The SSRC has partnered with Ford Wildlife Foundation, who have generously provided a Ford Ranger vehicle to enable the team to work with local and international government organisations, vets and NGO’s for an in-detail study about these seals, and other marine animals, such as the killer whale.

The killer whale

You might have heard about Mzansi’s resident Orcas, Port and Starboard – the infamous shark eating duo. However, the pair aren’t the only killer whales on the South African coastline. 

These mammals are tricky to study as they are rare to see, says the SSRC  – they’re elusive, and unpredictable.
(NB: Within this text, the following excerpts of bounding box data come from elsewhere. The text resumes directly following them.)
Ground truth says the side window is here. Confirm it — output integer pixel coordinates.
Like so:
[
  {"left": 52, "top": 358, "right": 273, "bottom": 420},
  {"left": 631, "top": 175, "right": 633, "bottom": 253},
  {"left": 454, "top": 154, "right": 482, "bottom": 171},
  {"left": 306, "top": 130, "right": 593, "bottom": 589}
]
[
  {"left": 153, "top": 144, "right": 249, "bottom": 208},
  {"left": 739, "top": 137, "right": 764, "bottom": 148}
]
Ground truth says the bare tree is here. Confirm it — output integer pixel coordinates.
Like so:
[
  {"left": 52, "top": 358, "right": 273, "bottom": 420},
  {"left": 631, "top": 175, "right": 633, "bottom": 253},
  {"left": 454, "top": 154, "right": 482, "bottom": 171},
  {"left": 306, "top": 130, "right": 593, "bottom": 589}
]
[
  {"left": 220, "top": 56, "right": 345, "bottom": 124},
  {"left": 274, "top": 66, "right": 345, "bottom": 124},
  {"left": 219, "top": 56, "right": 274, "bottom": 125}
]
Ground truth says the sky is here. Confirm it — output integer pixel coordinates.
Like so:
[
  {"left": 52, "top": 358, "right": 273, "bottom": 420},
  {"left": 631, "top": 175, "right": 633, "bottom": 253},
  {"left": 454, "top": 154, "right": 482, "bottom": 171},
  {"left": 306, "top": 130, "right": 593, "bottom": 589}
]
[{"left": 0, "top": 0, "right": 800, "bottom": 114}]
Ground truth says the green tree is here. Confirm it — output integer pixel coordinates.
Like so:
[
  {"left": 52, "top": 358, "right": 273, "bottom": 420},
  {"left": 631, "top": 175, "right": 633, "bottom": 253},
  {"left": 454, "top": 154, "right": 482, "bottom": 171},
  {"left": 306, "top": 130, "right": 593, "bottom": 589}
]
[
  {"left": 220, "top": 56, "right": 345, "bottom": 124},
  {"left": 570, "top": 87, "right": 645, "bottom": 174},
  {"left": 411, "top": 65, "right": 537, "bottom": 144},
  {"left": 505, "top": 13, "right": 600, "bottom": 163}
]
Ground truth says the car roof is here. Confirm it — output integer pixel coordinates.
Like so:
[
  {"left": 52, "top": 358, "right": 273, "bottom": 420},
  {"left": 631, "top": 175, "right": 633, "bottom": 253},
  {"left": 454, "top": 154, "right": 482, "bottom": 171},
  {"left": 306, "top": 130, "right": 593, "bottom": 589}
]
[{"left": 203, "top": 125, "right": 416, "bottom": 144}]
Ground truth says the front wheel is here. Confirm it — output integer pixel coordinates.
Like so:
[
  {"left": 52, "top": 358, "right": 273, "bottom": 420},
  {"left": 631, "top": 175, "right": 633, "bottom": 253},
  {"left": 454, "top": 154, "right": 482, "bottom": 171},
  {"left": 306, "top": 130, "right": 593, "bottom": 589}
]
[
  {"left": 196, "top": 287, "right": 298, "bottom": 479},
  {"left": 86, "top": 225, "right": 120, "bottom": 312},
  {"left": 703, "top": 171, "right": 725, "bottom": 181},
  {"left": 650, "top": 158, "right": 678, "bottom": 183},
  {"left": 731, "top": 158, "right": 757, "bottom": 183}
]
The team uses multiple sources to gain a better understanding of these animals. 

With hydrophones, reported sightings by boat, and photos, they have collected useful findings about their behaviour, with the goal of eventually attaching satellite tags to track these beautiful creatures. 

The only place where killer whales are seen with any regularity around South Africa is close to long-line tuna fishing vessels, where some killer whales seize the opportunity to grab a ‘free’ meal by snatching fish. 

Stellenbosch MSc student Lindiwe Makapela is looking at how these fishing practices impact depredation. A broader aspect of this project is looking at where our killer whales come from, and where they go. 

The SSRC also works with Stellenbosch PhD student, Aaron Barnes, who uses a range of methods from photographic resighting to genetic relatedness to look at population linkages between killer whales around South Africa and the broader South-West Indian Ocean and islands, including South Africa’s Marion Island the French Crozet and Kerguelen Islands.

As we look to the future, the work of the Sea Search Research and Conservation becomes increasingly vital. By expanding their research capabilities, strengthening partnerships, and engaging the public, they strive towards a future where our oceans thrive, teaming with life and providing invaluable ecological services to humanity.